Thycotic Secret Server - local password + inwebo Radius integration
The following steps are necessary to configure Thycotic Secret Server to use inWebo RADIUS servers to authenticate users with multi-factor authentication in addition to the local login / password.
How to configure inWebo to accept authentication requests issued by Thycotic Secret Server
On the inWebo management console
go the “Secure Sites” tab
in the “Connectors” column click on “Add a connector of type” and select “Radius Push”
![](../__attachments/2912355284/image-20201002-150042.png?inst-v=cb31dd01-2a8f-4db0-b1a0-efe269175672)
Fill in the “IP Address” field with the IP of the public interface of your device (or NAT address if behind a firewall).
Enter the “secret” configured previously on NPS.
Validate your connector configuration by pressing “Add” or “Update” button.
![](../__attachments/2912355284/image-20201002-150525.png?inst-v=cb31dd01-2a8f-4db0-b1a0-efe269175672)
Any modification made to your radius configuration will be applied within the next 15 minutes.
How to configure inWebo RADIUS servers on Thycotic Secret Server
Navigate to Administration menu > Configuration > Login.
![](../__attachments/2912355284/image-20210414-181906.png?inst-v=cb31dd01-2a8f-4db0-b1a0-efe269175672)
Click the Edit button at the bottom of the screen.

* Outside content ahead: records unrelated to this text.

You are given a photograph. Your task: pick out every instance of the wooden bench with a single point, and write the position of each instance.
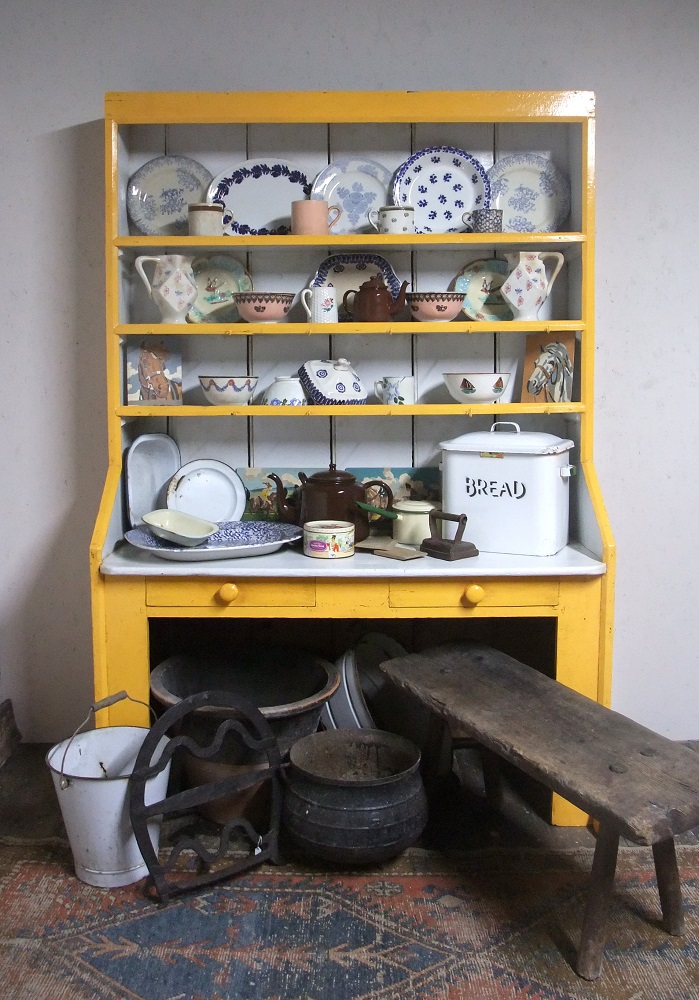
(634, 782)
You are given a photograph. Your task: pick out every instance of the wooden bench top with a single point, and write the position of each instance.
(618, 771)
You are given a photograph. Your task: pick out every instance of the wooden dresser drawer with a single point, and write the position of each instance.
(228, 592)
(481, 593)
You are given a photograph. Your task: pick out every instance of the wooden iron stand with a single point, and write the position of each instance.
(634, 782)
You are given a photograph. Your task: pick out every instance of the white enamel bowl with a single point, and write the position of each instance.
(178, 527)
(476, 387)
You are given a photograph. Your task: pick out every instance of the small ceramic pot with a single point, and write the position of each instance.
(328, 539)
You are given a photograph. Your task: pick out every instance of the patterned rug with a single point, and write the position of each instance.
(481, 924)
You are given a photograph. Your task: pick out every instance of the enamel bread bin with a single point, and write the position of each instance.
(513, 486)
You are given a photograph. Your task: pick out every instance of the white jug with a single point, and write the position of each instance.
(528, 286)
(173, 288)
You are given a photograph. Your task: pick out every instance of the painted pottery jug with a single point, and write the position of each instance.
(172, 286)
(528, 284)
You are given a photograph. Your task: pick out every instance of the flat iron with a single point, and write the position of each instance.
(447, 548)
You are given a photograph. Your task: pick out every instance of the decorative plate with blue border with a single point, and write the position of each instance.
(158, 195)
(233, 540)
(256, 196)
(532, 192)
(441, 183)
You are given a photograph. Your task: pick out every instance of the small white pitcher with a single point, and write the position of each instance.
(173, 288)
(528, 286)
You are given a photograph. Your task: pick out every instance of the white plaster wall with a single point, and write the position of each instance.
(56, 62)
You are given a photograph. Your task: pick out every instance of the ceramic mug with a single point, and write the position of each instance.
(312, 217)
(205, 219)
(483, 220)
(393, 219)
(396, 390)
(320, 304)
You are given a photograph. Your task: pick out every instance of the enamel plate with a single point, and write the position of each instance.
(208, 489)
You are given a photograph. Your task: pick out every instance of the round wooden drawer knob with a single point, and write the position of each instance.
(474, 594)
(228, 593)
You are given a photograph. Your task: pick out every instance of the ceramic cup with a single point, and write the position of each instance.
(205, 219)
(396, 390)
(393, 219)
(311, 217)
(483, 220)
(320, 304)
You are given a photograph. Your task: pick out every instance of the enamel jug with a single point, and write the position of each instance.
(527, 286)
(172, 287)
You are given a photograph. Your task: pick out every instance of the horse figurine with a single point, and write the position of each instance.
(553, 374)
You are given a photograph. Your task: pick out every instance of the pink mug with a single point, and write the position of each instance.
(311, 217)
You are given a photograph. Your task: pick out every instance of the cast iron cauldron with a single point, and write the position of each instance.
(354, 796)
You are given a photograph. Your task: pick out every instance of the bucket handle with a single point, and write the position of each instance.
(95, 707)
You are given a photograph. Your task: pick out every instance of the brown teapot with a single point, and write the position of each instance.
(330, 494)
(373, 303)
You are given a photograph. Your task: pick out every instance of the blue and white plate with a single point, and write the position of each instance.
(256, 196)
(233, 540)
(441, 183)
(158, 195)
(355, 185)
(532, 192)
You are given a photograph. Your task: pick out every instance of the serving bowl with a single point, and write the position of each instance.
(228, 390)
(178, 527)
(264, 307)
(434, 307)
(476, 387)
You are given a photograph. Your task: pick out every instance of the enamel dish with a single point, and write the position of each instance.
(356, 186)
(208, 489)
(256, 196)
(532, 192)
(441, 183)
(232, 541)
(158, 195)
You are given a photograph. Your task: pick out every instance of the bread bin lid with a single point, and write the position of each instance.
(516, 442)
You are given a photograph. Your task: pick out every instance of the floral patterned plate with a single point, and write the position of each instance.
(159, 193)
(233, 540)
(532, 192)
(441, 183)
(256, 196)
(356, 185)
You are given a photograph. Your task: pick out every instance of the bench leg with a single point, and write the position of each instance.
(592, 939)
(669, 886)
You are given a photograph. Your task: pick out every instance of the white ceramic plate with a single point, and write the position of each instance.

Check “Enable RADIUS Integration” and type the following:
RADIUS Login Explanation: “Leave the password blank to receive a notification on Authenticator. Or enter an OTP if your Authenticator is offline.”
RADIUS Server Port :1812
RADIUS Server IP : 95.131.139.137
RADIUS Shared Secret: enter that same secret provided on the inWebo platform previously
Time Out: 60
Check “Enable Failover RADIUS Server”
Failover RADIUS Server Port: 1812
Failover RADIUS Server IP: 217.180.130.59
Failover RADIUS Shared Secret: enter that same secret provided on the inWebo platform previously
Failover Time Out: 60
Click the “Save” button.
![](../__attachments/2912355284/image-20210414-182157.png?inst-v=cb31dd01-2a8f-4db0-b1a0-efe269175672)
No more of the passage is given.